Dieser betrachtet ihn kauend.

»Sind die Shannahans tot?«, fragt er.

Der Colonel nickt.

»Sie sind tot«, sagt er. »Oldman Shannahan starb sofort, seine Söhne innerhalb weniger Stunden. Es gibt ja hier keinen Doc weit und breit. Ich denke, dass im Arizona- und New-Mexico-Territorium Belohnungen ausgesetzt sind für die Shannahans. Aber dann müssten wir Zeugenaussagen sammeln und sie vom hiesigen Postagenten bestätigen lassen.«

»Ich will keine Kopfprämie kassieren«, unterbricht ihn Jones Gall. Seine Wunden sind hoch an der rechten Schulter und dicht über der rechten Hüfte. Er wird seine rechte Seite eine Weile schonen müssen. Sein Kopf schmerzt zum ersten Mal seit Tagen nicht mehr.

»Könnte Ihnen diese Schöne nicht den Kopf verdrehen, Colonel?«, fragt Jones nach einer Weile und trinkt dann die Milch. Er schüttelt sich, denn er mag keine Milch. Aber die Vernunft befahl ihm, doch welche zu trinken. Denn er will möglichst schnell wieder im Vollbesitz seiner körperlichen Fähigkeiten sein.

»Mir auch«, gibt der Colonel zu. Er geht zum Fenster und setzt sich dort auf den Stuhl.

»Sie müssen nicht warten, Colonel«, murmelt Jones Gall. »Sie können mir schon jetzt sagen, was für ein Geschäft es ist und warum Sie gerade mich für den richtigen Partner halten.«

Der Colonel denkt eine Weile nach. Er nimmt eine Zigarette und zündet sie an.

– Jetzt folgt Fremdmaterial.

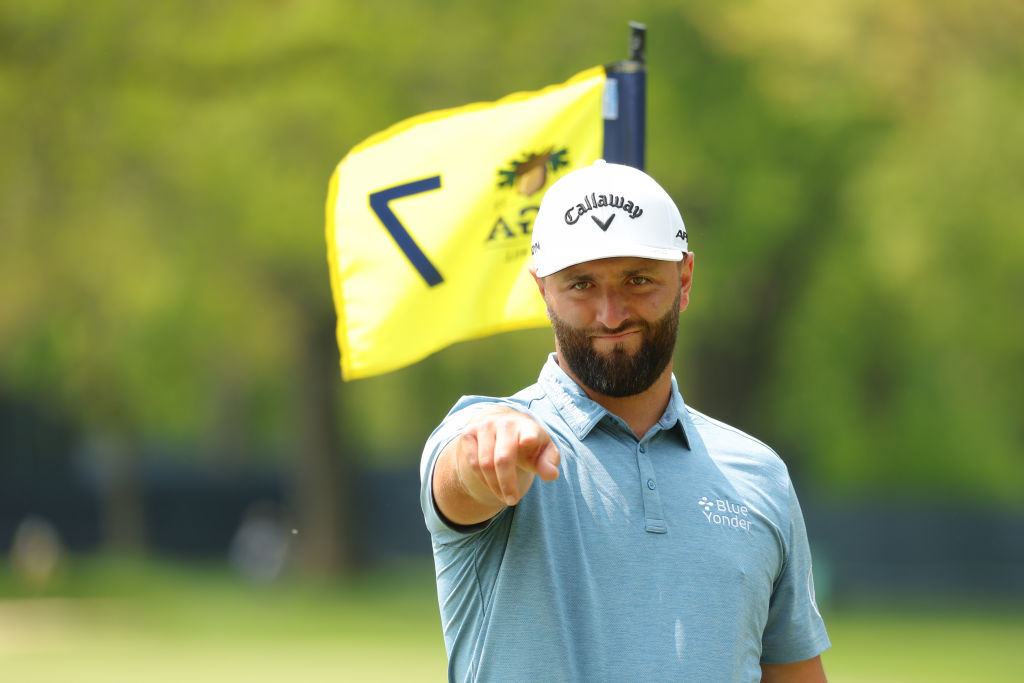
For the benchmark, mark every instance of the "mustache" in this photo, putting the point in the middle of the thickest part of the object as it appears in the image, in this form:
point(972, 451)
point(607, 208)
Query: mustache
point(625, 327)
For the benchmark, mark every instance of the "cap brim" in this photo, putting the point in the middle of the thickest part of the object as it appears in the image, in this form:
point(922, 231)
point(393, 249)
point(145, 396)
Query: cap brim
point(583, 255)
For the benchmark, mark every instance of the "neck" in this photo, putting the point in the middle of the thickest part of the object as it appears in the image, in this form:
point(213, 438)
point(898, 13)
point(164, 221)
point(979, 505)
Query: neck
point(641, 411)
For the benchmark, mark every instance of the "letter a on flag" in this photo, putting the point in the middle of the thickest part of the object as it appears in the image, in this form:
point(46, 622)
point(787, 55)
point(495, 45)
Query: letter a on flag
point(429, 222)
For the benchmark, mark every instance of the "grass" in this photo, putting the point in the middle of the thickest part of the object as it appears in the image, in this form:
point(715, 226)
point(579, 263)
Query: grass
point(117, 622)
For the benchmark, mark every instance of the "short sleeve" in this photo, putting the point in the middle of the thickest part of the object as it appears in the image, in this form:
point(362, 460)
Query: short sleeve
point(795, 630)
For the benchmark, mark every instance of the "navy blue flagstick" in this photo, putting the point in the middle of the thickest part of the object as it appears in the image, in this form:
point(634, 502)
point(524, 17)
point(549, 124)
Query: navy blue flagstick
point(625, 104)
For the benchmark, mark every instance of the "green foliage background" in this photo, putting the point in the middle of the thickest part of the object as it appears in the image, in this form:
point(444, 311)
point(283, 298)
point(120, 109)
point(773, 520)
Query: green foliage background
point(850, 174)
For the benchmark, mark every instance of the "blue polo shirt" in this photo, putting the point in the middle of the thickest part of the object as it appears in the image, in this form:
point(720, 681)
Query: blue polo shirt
point(681, 556)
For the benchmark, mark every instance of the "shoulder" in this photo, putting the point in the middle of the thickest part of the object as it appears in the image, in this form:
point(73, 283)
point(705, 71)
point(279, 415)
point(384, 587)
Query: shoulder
point(734, 447)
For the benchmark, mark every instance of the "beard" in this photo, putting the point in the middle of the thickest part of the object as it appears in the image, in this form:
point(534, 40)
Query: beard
point(619, 373)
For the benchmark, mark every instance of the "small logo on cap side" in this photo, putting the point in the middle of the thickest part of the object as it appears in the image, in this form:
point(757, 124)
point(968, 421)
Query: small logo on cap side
point(595, 201)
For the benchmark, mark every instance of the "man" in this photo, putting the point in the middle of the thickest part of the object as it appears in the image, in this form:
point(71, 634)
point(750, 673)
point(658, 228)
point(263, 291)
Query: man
point(658, 545)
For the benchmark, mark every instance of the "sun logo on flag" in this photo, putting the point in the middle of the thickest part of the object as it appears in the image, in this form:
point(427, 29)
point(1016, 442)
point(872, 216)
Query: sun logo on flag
point(529, 173)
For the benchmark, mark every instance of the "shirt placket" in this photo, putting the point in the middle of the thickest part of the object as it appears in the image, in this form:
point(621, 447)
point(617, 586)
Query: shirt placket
point(652, 512)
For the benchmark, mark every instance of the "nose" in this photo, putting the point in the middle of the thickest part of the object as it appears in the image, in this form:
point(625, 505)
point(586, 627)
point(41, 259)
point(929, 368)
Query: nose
point(612, 309)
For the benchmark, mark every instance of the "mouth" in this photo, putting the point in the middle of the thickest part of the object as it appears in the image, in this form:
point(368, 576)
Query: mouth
point(616, 338)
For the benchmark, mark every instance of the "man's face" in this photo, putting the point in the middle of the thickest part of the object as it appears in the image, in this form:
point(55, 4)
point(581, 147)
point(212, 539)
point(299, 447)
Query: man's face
point(615, 322)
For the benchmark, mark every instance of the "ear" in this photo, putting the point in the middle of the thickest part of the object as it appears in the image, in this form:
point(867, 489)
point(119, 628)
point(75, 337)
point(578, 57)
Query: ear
point(539, 281)
point(685, 281)
point(543, 290)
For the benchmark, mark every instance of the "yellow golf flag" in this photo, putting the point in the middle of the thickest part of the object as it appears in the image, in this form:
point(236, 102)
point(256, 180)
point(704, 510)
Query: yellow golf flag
point(428, 222)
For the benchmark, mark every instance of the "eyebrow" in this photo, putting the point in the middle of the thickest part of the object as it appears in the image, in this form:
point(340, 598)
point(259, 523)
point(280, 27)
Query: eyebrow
point(586, 274)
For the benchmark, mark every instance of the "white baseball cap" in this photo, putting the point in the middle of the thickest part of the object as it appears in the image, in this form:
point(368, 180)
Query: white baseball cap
point(605, 210)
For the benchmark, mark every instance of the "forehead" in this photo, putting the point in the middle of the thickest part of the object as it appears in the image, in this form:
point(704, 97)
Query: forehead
point(616, 266)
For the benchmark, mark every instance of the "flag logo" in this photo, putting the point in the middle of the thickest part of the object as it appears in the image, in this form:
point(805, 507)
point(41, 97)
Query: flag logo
point(529, 175)
point(426, 244)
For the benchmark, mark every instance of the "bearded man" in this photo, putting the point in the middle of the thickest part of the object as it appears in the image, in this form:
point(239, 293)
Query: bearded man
point(659, 545)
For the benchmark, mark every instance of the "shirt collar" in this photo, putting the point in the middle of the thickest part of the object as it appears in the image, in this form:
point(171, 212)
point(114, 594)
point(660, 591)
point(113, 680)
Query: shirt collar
point(582, 414)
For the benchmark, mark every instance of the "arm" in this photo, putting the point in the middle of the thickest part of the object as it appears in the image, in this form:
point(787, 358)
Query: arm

»Es geht um eine Million in Gold«, sagt er schließlich. »Eine Million! Was sind dagegen schon fünfzigtausend Dollar? Nichts! Nicht mal der Sperling in der Hand im Vergleich zur Taube auf dem Dach sind fünfzigtausend Dollar, zumal sie Ihnen nicht gehören und Sie offenbar die feste Absicht haben, das Geld den Erben Ihres einstigen Bosses zu übergeben. Und damit kommen wir auch zu dem Grund, warum ich gerade Sie für den geeigneten Partner halte. Sie halten Ihr Wort! Sie halten sogar einem Toten gegenüber Ihr Wort. Das ist eine Basis, auf die man alles stellen kann – alles! Dazu kommt, dass Sie in der Lage sind, mit drei so gefährlichen Revolvermännern wie den Shannahans zurechtzukommen, und das ist fast ebenso wichtig. Ich müsste mich sonst mit einer ganzen Mannschaft verbünden. Doch dann müsste ich mit vielen Männern teilen. Habe ich Ihre Frage einleuchtend beantworten können?«

Er fragt es mit schief geneigtem Kopf. Seine graugrünen Augen sind schmal.

Jones Gall leert nun den Teller mit Apfelmus.

»Ja, das leuchtet mir alles ein«, sagt er. »Sie suchen einen Partner, der sein Wort schon allein aus Selbstachtung halten und Sie nicht eines Tages betrügen wird. Sie suchen auch einen Revolverkünstler der allerersten Garnitur, denn solch ein Mann passt in den Plan viel besser als ein ganzes Rudel hartbeiniger Burschen, die dann vielleicht noch um ihre Anteile an der Million kämpfen würden. Colonel, wo ist diese Million zu holen? Ich hoffe doch, dass Sie mir nicht zumuten, eine Bank zu berauben oder einen Geldtransport zu überfallen? Wenn Sie dafür einen Partner suchen, dann sind Sie hier falsch!«

Der Colonel lacht.

»Langsam, Jones – langsam. Erst muss ich Ihr Wort haben, dass Sie mir so treu sind wie jenem Nick Barton. Erst müssen Sie mir schwören, dass wir Partner sein werden – nur Sie und ich. Und selbst dann, wenn Sie mitmachen werden, muss ich Ihr Wort haben, dass Sie alles vergessen und zu keinem Menschen darüber reden. Sie müssen mir schwören bei allem, was Ihnen heilig ist. Nur dann werde ich Sie einweihen!«

Jones Gall ist fertig mit dem Essen. Er schweigt.

Der Colonel beobachtet ihn aus erfahrenen Augen. Er weiß, dass dieser Revolvermann Jones Gall nun auf die feinen Zeichen seiner Ahnung lauscht.

Der Colonel gibt sich Mühe, freundlich zu denken, nur gute Gefühle in sich zu haben. Denn ein Mann wie Jones Gall kann solche Ströme auffangen.

»Sie haben mein Wort, Colonel«, sagt dieser dann leise. »Doch ich warne Sie. Mit mir macht man keine krummen Sachen. Und wer glaubt, mich reinlegen zu können, dem bekommt das nicht. Sie haben mein Wort auf alle Bedingungen. Und nun los! Was ist mit der Million? Wem gehört sie? Und wo befindet sie sich?«

»Dazu muss ich etwas weiter ausholen«, murmelt der Colonel. Und als er zu sprechen beginnt, da geschieht dies aus Erinnerungen heraus, die sein Gesicht verhärten und ihn so verändern, dass man endlich erkennt, wie hart dieser Mann ist.